Sound corporate governance practices are an important part of our foundation and tradition. We have many longstanding policies and practices, and we have also added measures to further strengthen our foundation. Our corporate governance practices include the following:
- Other than our Chief Executive Officer, none of our directors are, or ever have been, employed by the Company.
- Directors and executive officers are committed to owning stock in Conagra Brands. As part of that commitment directors and executive officers can sell Conagra Brands stock only if they continue to meet their stock retention guidelines.
- We do not permit loans to directors or executive officers.
- We do not re-price stock options, and never have.

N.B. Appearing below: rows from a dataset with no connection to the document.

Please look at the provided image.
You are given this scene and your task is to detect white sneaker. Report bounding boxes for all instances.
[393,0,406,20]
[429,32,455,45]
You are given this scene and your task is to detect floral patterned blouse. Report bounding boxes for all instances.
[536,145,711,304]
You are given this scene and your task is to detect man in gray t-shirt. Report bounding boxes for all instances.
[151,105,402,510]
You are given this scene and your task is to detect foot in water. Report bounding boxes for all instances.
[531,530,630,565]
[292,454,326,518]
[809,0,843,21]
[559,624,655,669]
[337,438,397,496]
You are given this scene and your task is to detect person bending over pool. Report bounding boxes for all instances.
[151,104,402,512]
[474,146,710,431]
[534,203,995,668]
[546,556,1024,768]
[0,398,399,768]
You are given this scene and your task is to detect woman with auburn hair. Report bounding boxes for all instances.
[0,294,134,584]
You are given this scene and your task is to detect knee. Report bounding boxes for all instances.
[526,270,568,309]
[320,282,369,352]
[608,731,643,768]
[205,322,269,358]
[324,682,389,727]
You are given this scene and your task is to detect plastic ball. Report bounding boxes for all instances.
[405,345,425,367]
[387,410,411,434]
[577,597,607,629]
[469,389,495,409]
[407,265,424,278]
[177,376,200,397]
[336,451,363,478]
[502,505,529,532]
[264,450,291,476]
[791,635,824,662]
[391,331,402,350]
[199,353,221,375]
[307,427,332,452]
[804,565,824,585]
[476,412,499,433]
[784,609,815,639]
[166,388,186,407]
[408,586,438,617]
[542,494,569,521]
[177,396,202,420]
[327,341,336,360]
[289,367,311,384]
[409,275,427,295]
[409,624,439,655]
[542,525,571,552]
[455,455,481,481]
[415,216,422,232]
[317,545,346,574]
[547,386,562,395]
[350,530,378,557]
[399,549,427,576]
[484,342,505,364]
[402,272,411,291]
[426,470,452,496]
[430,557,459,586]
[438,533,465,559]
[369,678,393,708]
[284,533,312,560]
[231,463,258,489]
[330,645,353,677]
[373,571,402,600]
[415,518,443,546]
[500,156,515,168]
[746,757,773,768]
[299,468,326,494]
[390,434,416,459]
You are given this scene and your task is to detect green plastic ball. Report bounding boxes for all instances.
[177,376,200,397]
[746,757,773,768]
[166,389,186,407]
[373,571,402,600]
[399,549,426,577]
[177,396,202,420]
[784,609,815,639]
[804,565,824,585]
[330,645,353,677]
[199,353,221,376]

- Our Audit / Finance Committee is comprised of independent directors, all of whom meet the requirements to be an audit committee financial expert as defined by the Securities and Exchange Commission.
- Our Human Resources Committee is comprised of independent directors who annually review and evaluate the Chief Executive Officer's performance and compensation.
- Our Nominating, Governance and Public Affairs Committee is comprised of independent directors who establish the corporate governance principles for Conagra Brands and propose to the Board the nominees to be elected at each stockholders' meeting.
- Non-employee directors routinely meet in executive session without management present.
- The Chairman of the Board, Steve Goldstone, is an independent director who is not an executive of the Company.
- Our Audit / Finance Committee has the authority to retain and replace our independent auditors.
- The lead partner of the independent public accounting firm that audits Conagra Brands' books is rotated at least every five years.
- We encourage our employees to own Conagra Brands stock, however our retirement plans are structured so that employees can diversify their holdings.
- Our Code of Conduct is our commitment to our longstanding standards for ethical business practices. Our Code of Conduct, as well as our Code of Ethics for Senior Corporate Officers, is published on our website.
- Our governance principles are published on our website. The principles include guidelines for determining director independence, qualifications for directors (including a director retirement age), an annual evaluation of the Chief Executive Officer, annual director evaluations and an annual Board and Board committee self-evaluation.
- The charter for each committee of the Board is also published on the website.